Anyone have any tips or advise for taking a wine kit to make a pyment out of? Split the wine kit in half and add honey and water to bring up to the OG I want? Not sure about the best way to go about this... Thanks.


----------



## Arne (May 11, 2012)

I am not quite sure what you are asking. Split the wine kit in half, then add enough honey and water to make it a full kit? Or are you trying to make a half batch? If you try to make a full kit out of half the ingredients, it will be a weak flavored mead. If you make a half batch out of it, I would think it will turn out fine. Arne


----------



## mors (May 12, 2012)

Well my thought was if I made a full batch out of the kit the OG of the kit is already pretty high... Not much room to add honey. If I split the kit up I can supplement the grape base with honey to get to an OG that would be desirable. 

It seems to me that if I used the kit at it's full volume and just added honey the OG would either be way too high leaving a cloyingly sweet mead or if I managed the OG and only added a small amount of honey the honey character would be lost.


----------



## fatbloke (May 13, 2012)

mors said:


> Well my thought was if I made a full batch out of the kit the OG of the kit is already pretty high... Not much room to add honey. If I split the kit up I can supplement the grape base with honey to get to an OG that would be desirable.
> 
> It seems to me that if I used the kit at it's full volume and just added honey the OG would either be way too high leaving a cloyingly sweet mead or if I managed the OG and only added a small amount of honey the honey character would be lost.

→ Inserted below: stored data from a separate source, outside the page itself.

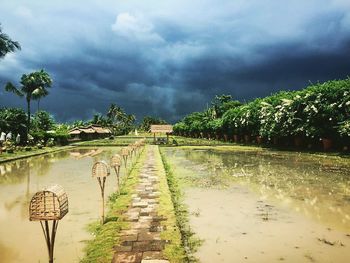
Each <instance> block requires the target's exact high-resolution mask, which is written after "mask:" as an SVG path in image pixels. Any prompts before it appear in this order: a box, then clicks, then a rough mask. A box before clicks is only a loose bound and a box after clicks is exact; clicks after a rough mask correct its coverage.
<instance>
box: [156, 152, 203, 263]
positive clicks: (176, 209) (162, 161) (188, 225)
mask: <svg viewBox="0 0 350 263" xmlns="http://www.w3.org/2000/svg"><path fill="white" fill-rule="evenodd" d="M160 155H161V159H162V162H163V165H164V169H165V173H166V177H167V183H168V186H169V190H170V192H171V200H172V202H173V205H174V209H175V215H176V223H177V226H178V228H179V230H180V233H181V241H182V245H183V247H184V249H185V252H186V255H185V258H184V262H198V259H197V258H195V256H194V253H195V252H196V251H197V249H198V247H199V246H200V245H201V244H202V241H201V240H200V239H198V238H197V237H195V233H194V232H193V231H192V230H191V228H190V225H189V213H188V210H187V207H186V205H185V204H184V203H183V193H182V191H181V188H180V185H179V182H178V180H177V178H176V176H175V175H174V174H173V172H172V169H171V167H170V165H169V164H168V163H167V161H166V158H165V156H164V154H163V153H162V152H161V151H160Z"/></svg>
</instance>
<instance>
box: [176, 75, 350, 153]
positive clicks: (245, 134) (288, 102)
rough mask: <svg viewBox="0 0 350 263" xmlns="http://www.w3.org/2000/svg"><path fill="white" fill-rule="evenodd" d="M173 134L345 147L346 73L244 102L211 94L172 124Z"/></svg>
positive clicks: (318, 146) (280, 142)
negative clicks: (338, 78) (320, 81)
mask: <svg viewBox="0 0 350 263" xmlns="http://www.w3.org/2000/svg"><path fill="white" fill-rule="evenodd" d="M174 132H175V133H176V134H178V135H183V136H189V137H197V138H216V139H222V140H225V141H230V140H231V141H235V142H246V143H249V142H252V141H255V142H257V143H260V144H261V143H266V144H274V145H280V146H286V145H293V144H294V146H296V147H302V146H304V147H308V148H317V147H320V146H321V145H320V144H321V143H323V146H324V147H325V149H329V148H330V147H332V146H337V147H340V148H343V147H345V149H348V147H349V146H350V78H349V77H348V78H346V79H342V80H331V81H327V82H324V83H316V84H311V85H309V86H308V87H306V88H305V89H303V90H300V91H280V92H277V93H275V94H272V95H271V96H268V97H265V98H257V99H255V100H252V101H250V102H247V103H240V102H239V101H235V100H232V97H231V96H229V95H224V96H216V97H215V99H214V101H213V102H212V104H211V106H210V107H208V108H207V109H205V110H204V111H201V112H194V113H191V114H189V115H187V116H185V117H184V118H183V119H182V120H181V121H179V122H178V123H176V124H175V125H174Z"/></svg>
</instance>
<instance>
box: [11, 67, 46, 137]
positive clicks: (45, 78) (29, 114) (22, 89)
mask: <svg viewBox="0 0 350 263" xmlns="http://www.w3.org/2000/svg"><path fill="white" fill-rule="evenodd" d="M20 83H21V87H20V88H17V87H15V86H14V85H13V84H12V83H11V82H8V83H7V84H6V86H5V90H6V91H8V92H12V93H14V94H16V95H17V96H20V97H25V98H26V102H27V135H28V134H29V129H30V102H31V100H32V98H33V93H34V92H35V91H36V90H38V89H44V90H46V89H47V88H50V87H51V85H52V79H51V78H50V76H49V74H48V73H47V72H45V71H44V70H43V69H42V70H40V71H35V72H32V73H30V74H28V75H26V74H23V75H22V77H21V81H20Z"/></svg>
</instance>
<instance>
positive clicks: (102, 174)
mask: <svg viewBox="0 0 350 263" xmlns="http://www.w3.org/2000/svg"><path fill="white" fill-rule="evenodd" d="M109 175H110V169H109V166H108V164H107V163H106V162H105V161H98V162H96V163H95V164H94V165H93V167H92V177H96V178H97V181H98V183H99V186H100V190H101V198H102V205H101V224H102V225H103V224H104V222H105V185H106V178H107V176H109Z"/></svg>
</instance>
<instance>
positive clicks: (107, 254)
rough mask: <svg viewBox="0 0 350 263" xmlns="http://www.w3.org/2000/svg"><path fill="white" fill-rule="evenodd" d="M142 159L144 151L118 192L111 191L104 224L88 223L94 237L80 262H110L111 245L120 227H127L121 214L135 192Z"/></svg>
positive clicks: (97, 262) (110, 260)
mask: <svg viewBox="0 0 350 263" xmlns="http://www.w3.org/2000/svg"><path fill="white" fill-rule="evenodd" d="M144 160H145V153H144V152H143V153H141V155H140V157H139V159H138V161H137V162H136V164H135V165H134V166H133V167H132V168H131V170H130V171H129V173H128V177H127V180H125V181H124V184H123V185H122V186H121V189H120V194H117V193H113V194H112V195H111V196H110V197H109V202H108V205H109V209H108V213H107V217H106V222H105V224H104V225H101V224H100V223H99V222H94V223H92V224H89V225H88V230H89V232H91V233H93V235H94V236H95V238H94V239H93V240H90V241H88V242H87V245H86V248H85V251H86V255H85V257H84V258H83V259H82V260H81V262H82V263H107V262H108V263H110V262H111V261H112V258H113V255H114V250H113V246H115V245H116V244H117V242H118V240H119V233H120V232H121V230H122V229H127V228H128V225H129V224H128V223H126V222H124V221H123V214H124V213H125V212H126V211H127V210H128V207H129V206H130V204H131V200H132V197H131V195H132V194H133V193H134V192H135V187H136V186H137V184H138V181H139V174H140V168H141V167H142V164H143V163H144Z"/></svg>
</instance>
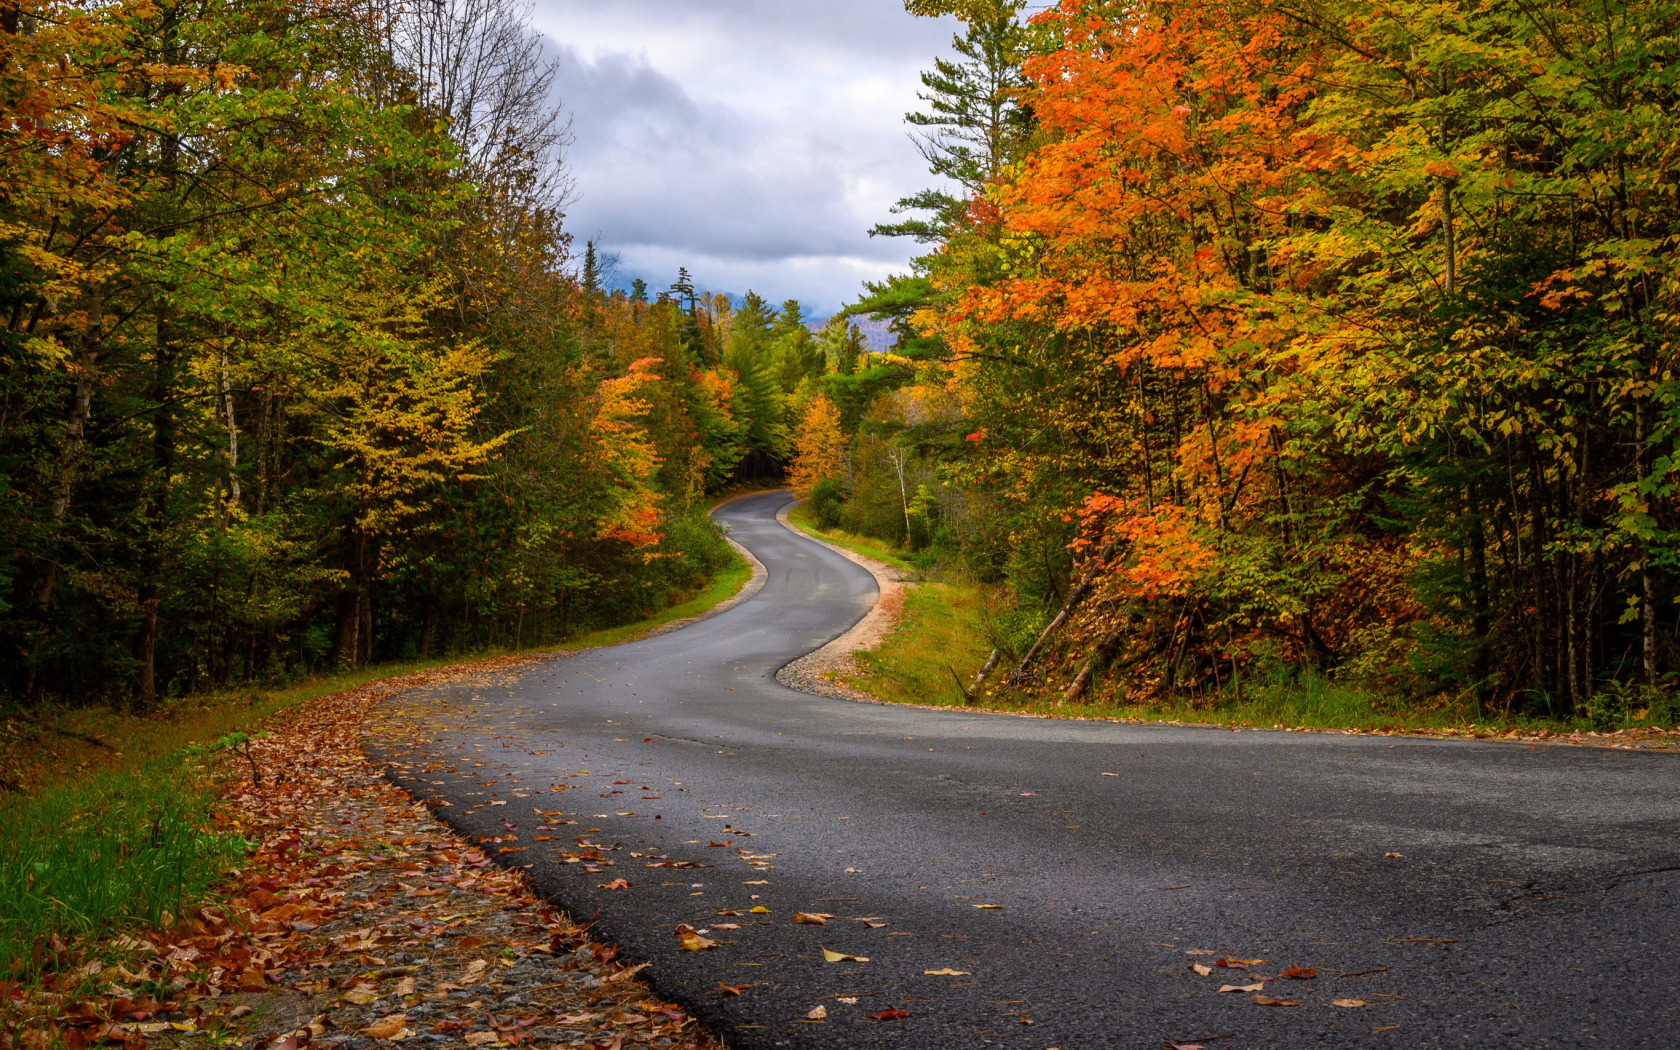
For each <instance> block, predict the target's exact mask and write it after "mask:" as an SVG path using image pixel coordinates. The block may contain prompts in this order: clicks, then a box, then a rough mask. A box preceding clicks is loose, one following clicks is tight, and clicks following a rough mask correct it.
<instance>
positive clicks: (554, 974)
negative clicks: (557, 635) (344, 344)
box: [0, 654, 717, 1050]
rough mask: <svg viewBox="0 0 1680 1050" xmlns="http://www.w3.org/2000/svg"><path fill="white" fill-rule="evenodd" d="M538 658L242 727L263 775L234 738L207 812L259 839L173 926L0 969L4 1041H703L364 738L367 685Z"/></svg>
mask: <svg viewBox="0 0 1680 1050" xmlns="http://www.w3.org/2000/svg"><path fill="white" fill-rule="evenodd" d="M541 659H553V654H539V655H517V657H499V659H491V660H480V662H477V664H470V665H462V667H452V669H438V670H427V672H418V674H410V675H400V677H393V679H385V680H380V682H370V684H368V685H363V687H360V689H356V690H349V692H343V694H336V696H329V697H321V699H319V701H312V702H309V704H306V706H302V707H299V709H296V711H294V712H289V714H287V716H286V717H284V721H281V722H277V724H276V726H272V727H270V729H272V731H270V734H269V736H264V738H260V739H257V741H255V743H254V744H252V758H254V759H255V764H257V771H259V776H260V783H252V780H250V774H249V773H250V768H249V764H245V759H244V756H240V759H239V764H237V766H230V771H240V773H242V776H240V778H239V780H230V781H228V783H227V785H225V800H227V808H225V810H223V813H222V820H225V822H227V823H228V825H230V827H228V830H237V832H239V833H242V835H245V837H247V838H250V840H255V842H257V847H255V850H254V852H252V853H250V855H249V860H247V864H245V867H244V869H242V870H240V872H234V874H232V875H230V882H228V885H227V887H225V889H223V892H225V900H223V902H220V904H217V906H215V907H203V909H198V911H197V912H195V914H192V916H186V917H183V921H181V922H178V924H176V926H175V927H173V929H168V931H158V932H150V934H144V936H126V937H121V939H119V941H111V942H104V944H84V946H76V948H71V946H62V944H55V951H60V953H62V958H60V959H59V966H57V968H55V971H54V973H52V974H49V978H47V979H45V981H42V984H40V986H39V988H32V990H20V988H15V986H12V988H3V986H0V988H3V990H5V991H7V995H3V996H0V1030H3V1032H5V1035H3V1037H0V1047H29V1048H32V1050H34V1048H39V1050H47V1048H49V1047H55V1045H66V1047H72V1048H76V1050H81V1047H86V1045H87V1043H94V1042H114V1043H123V1045H124V1047H126V1050H138V1048H139V1047H144V1045H156V1047H165V1045H166V1047H202V1045H207V1043H205V1037H207V1035H208V1037H210V1040H212V1043H213V1045H228V1043H240V1045H249V1047H264V1048H270V1050H304V1048H307V1047H319V1048H321V1050H328V1048H343V1050H373V1048H376V1047H385V1045H388V1043H395V1042H400V1040H415V1043H425V1045H428V1047H519V1045H533V1047H573V1048H580V1050H581V1048H586V1047H588V1048H591V1050H625V1048H627V1047H657V1048H682V1050H689V1048H696V1050H699V1048H702V1047H716V1045H717V1043H714V1042H712V1040H711V1038H709V1037H707V1035H706V1033H704V1032H701V1030H699V1028H697V1025H696V1023H694V1021H692V1020H690V1018H689V1016H687V1015H685V1011H682V1010H680V1008H677V1006H672V1005H669V1003H664V1001H660V1000H657V998H654V996H652V993H650V991H648V990H647V986H645V984H643V983H642V981H640V979H638V978H637V973H638V971H640V969H642V968H640V966H625V964H622V963H620V961H618V959H617V954H618V951H617V949H615V948H610V946H603V944H596V942H593V941H591V939H590V936H588V927H586V926H580V924H576V922H573V921H571V919H568V917H566V916H563V914H559V912H556V911H553V909H549V907H548V906H544V904H543V902H541V900H538V899H536V897H534V895H533V892H531V887H529V882H528V880H526V877H524V874H522V870H519V867H516V865H512V860H514V857H516V853H512V855H504V853H502V852H501V850H504V848H509V847H502V845H499V843H497V842H496V840H492V842H467V840H464V838H462V837H459V835H455V833H454V832H450V830H449V828H447V827H444V825H442V823H438V822H437V820H435V818H432V815H430V811H428V810H427V808H425V806H423V805H420V803H417V801H415V800H413V796H410V795H408V793H407V791H403V790H398V788H395V786H391V783H390V781H388V780H386V778H385V769H383V766H380V764H375V763H373V761H370V759H368V758H366V756H365V754H363V751H361V738H363V732H365V731H366V729H368V727H370V726H368V717H370V714H371V711H373V707H375V706H376V704H378V702H380V701H383V699H386V697H391V696H395V694H398V692H403V690H408V689H417V687H425V685H438V684H442V682H462V684H484V682H492V680H499V679H504V677H506V675H507V674H509V672H512V670H514V669H516V667H519V665H522V664H529V662H533V660H541ZM541 830H543V828H538V832H541ZM558 835H559V832H556V837H558ZM113 959H123V961H113Z"/></svg>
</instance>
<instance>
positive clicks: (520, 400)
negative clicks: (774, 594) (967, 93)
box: [0, 0, 858, 706]
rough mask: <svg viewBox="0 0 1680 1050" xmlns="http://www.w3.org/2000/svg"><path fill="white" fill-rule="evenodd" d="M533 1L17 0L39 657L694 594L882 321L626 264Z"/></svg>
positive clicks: (135, 698)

Well I suggest that you just reserve some of the kit juice/concentrate, then mix up the rest with water (presuming it's a mix it up type kit and not a 100% pure juice kit) to the ratio suggested, then top it up with honey to the required SG. The point being that you can then manage the ferment correctly according to the strength you're looking for, and the reserved juice/concentrate can be used to back sweeten or mixed with a little honey to give the taste profile you're aiming for without losing either the grape flavour or the honey element too much.


----------



## mors (May 14, 2012)

hmm thanks for the suggestion I think I might give that a go.


----------



## VineSwinger (May 14, 2012)

In the book "The Complete Meadmaker" by Ken Schramm, there are a couple of recipes for pyment, in them he uses Alexander's Riesling concentrate. It may be a much cheaper way to go as each can is only $15.99 at Midwest.


----------



## mors (May 15, 2012)

VineSwinger said:


> In the book "The Complete Meadmaker" by Ken Schramm, there are a couple of recipes for pyment, in them he uses Alexander's Riesling concentrate. It may be a much cheaper way to go as each can is only $15.99 at Midwest.



heh I have a kit and a can... So I'll be doing that as well for a separate mead


----------